The second-line antitubercular drugs thiacetazone (TAZ) and ethionamide (ETA) are bioactivated by the mycobacterial enzyme EtaA. We report here that human flavin-containing monooxygenase 2.1 (FMO2.1), which is expressed predominantly in the lung, catalyzes oxygenation of TAZ. The metabolites generated, the sulfenic acid, sulfinic acid, and carbodiimide derivatives, are the same as those produced by EtaA and human FMO1 and FMO3. Two of the metabolites, the sulfenic acid and carbodiimide, are known to be harmful to mammalian cells. FMO2.1 also catalyzes oxygenation of ETA, producing the S-oxide. We have developed a novel spectrophotometric assay for TAZ oxygenation. The assay was used to determine kinetic parameters for TAZ oxygenation catalyzed by human FMO1, FMO2.1, and FMO3 and by EtaA. Although the KM values for the four enzyme-catalyzed reactions are similar, kcat and, consequently, kcat/KM (the specificity constant) for FMO2.1-catalyzed TAZ oxygenation are much higher than those of FMO1, FMO3, or EtaA. This indicates that FMO2.1 is more effective in catalyzing TAZ oxygenation than are the other three enzymes and thus is likely to contribute substantially to the metabolism of TAZ, decreasing the availability of the prodrug to mycobacteria and producing toxic metabolites.

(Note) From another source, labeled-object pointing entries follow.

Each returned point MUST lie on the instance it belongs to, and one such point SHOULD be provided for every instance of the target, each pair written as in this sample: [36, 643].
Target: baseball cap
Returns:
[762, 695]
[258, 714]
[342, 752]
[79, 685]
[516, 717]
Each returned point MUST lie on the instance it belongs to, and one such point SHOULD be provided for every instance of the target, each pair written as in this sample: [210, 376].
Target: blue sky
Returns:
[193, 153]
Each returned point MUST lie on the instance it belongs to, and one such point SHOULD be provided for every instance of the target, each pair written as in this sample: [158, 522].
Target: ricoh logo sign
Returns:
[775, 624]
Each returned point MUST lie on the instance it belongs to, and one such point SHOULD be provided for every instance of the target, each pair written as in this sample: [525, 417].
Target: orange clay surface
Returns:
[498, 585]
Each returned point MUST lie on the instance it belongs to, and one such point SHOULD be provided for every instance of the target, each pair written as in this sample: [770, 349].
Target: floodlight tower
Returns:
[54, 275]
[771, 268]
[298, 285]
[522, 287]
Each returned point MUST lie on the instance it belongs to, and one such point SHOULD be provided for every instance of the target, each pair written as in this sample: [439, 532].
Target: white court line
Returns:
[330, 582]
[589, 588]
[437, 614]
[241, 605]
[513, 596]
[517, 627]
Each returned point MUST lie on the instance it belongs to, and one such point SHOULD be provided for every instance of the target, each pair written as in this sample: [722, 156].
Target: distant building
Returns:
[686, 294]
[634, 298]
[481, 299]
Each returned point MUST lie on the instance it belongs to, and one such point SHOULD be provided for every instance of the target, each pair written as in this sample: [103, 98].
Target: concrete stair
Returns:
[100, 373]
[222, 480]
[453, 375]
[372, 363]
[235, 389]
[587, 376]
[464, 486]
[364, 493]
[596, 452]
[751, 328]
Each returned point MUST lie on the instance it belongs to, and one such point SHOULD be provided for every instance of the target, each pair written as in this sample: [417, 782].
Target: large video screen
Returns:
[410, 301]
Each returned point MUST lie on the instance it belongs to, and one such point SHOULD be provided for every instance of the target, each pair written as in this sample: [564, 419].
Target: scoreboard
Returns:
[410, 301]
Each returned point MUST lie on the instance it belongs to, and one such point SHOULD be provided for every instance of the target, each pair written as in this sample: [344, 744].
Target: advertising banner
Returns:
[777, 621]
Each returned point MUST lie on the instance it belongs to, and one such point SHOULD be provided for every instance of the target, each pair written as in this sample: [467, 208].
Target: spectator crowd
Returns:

Because of a genetic polymorphism, Europeans and Asians lack FMO2.1. However, in sub-Saharan Africa, a region in which tuberculosis is a major health problem, a substantial proportion of individuals express FMO2.1. Thus, our results may explain some of the observed interindividual differences in response to TAZ and ETA and have implications for the treatment of tuberculosis in sub-Saharan Africa.